Dans un récent événement qui a suscité une onde de choc à travers l'Indonésie, une gérante de salon de beauté et une cliente ont été arrêtées, risquant jusqu'à cinq ans d'emprisonnement pour blasphème. Les autorités indonésiennes ont annoncé dimanche que les arrestations avaient eu lieu après la diffusion d'une vidéo où l’une des femmes piétine un Coran.
Les deux femmes, dont les détails ne sont pas encore révélés, ont été placées en détention dans la province de Banten, sur l'île de Java. Leur cas a mis en exergue les lois strictes en matière de blasphème en Indonésie, qui prohibent tout discours pouvant être jugé offensant envers les six religions officielles, y compris l'islam, majoritaire dans le pays.
Une patronne l’aurait forcée à marcher sur le livre
L'incident a eu lieu mercredi lorsque la gérante d'un salon de beauté à Lebak a accusé sa cliente de vol. Face au déni de cette dernière, la propriétaire a exigé qu'elle prenne un serment en marchant sur un Coran, filmant même la scène à ce moment-là.
« Les deux femmes ont reconnu leurs actions, entraînant leur convocation par la police », a déclaré le porte-parole de la police de Banten, Maruli Ahiles Hutapea, dans une interview pour AFP.
Cette vidéo, devenue virale sur les réseaux sociaux, a provoqué une réaction indignée chez de nombreux internautes. Des organisations de droits humains critiquent régulièrement les lois sur le blasphème, souvent utilisées à des fins discriminatoires contre des minorités religieuses.

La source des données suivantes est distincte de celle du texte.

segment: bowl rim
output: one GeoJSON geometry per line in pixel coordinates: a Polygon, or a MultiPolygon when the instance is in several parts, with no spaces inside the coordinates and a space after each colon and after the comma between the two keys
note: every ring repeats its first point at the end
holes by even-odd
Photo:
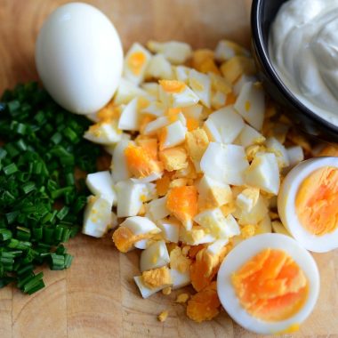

De précédent cas notables, comme l'emprisonnement de Basuki Tjahaja Purnama, ancien gouverneur de Jakarta, pour blasphème en 2017, illustrent ces préoccupations.
L'Indonésie, pays à majorité musulmane avec plus de 240 millions de fidèles, doit donc naviguer dans un cadre législatif qui, selon beaucoup, pourrait faire peser une menace sur la liberté d'expression. Les voix s'élèvent également pour remettre en question la pertinence de ces lois à notre époque, à l'instar de la condamnation d'un humoriste l'an dernier pour une blague jugée offensante, qui a également soulevé des débats sur la liberté artistique dans le pays.